Node 17 represents accidents:

  • That involved exactly 2 vehicles (2.5 ≥ number_vehicles ≥ 1.5)
  • In urban areas
  • that happened between 11 pm and 7 am.

You could argue it is still valid to dispatch emergency services because the accident happened at night, or you could argue that it is still worth dispatching due to the improved overall recall of the model. Alternatively, you could argue that we shouldn’t trigger alerts in leaf nodes with this high false-positive proportion. As long as you explain your opinion convincingly, it is alright.

Q5

There isn’t a single optimal model solution for this problem. Ideally, you would have drawn from the concepts and ideas introduced in Week 09-Week11 lectures, plus the Week 11 lab, to reinforce your outline proposal.

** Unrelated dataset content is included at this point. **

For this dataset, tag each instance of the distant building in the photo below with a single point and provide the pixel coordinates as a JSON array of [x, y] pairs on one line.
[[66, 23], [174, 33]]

Excellent (≥25/35) outlines have exceeded our expectations and included the following:

  • Description of how they would structure the data in tidy data format, including names of the columns they would use in their data frames.
  • Description of how they would use tidyverse to “feature engineer” the analysis. For example, by including categories of time of day of the tweet (morning, afternoon, etc.) or how long has passed since the previous and the current tweet? Etc.
  • Proposal of an ML model to predict the likelihood of a tweet being deleted, followed by naming appropriate classification algorithms and metrics.
  • Resampling techniques to assess the ML model above.
  • The use of quanteda to create a corpus and document-frequency matrix of the text data.
  • Proposals of visual inspection of the data set with word clouds, keyness plots as well as 2D plots produced after running dimensionality reduction techniques
  • Proposal of clustering, topic modelling and dimensionality reduction to inspect subgroups about the text data
  • Proposal of integrating the numerical features (from the feature engineering stage) with the dfm to assess whether the performance of the predictive ML model would improve.
  • Investigate what we could learn from a model that predicts the likelihood of a tweet being deleted.

An Absolute Stellar (35/35) outline would have exceeded our expectations and, on top of all of the above, would have produced snippets of R code as a proof of concept of their analysis.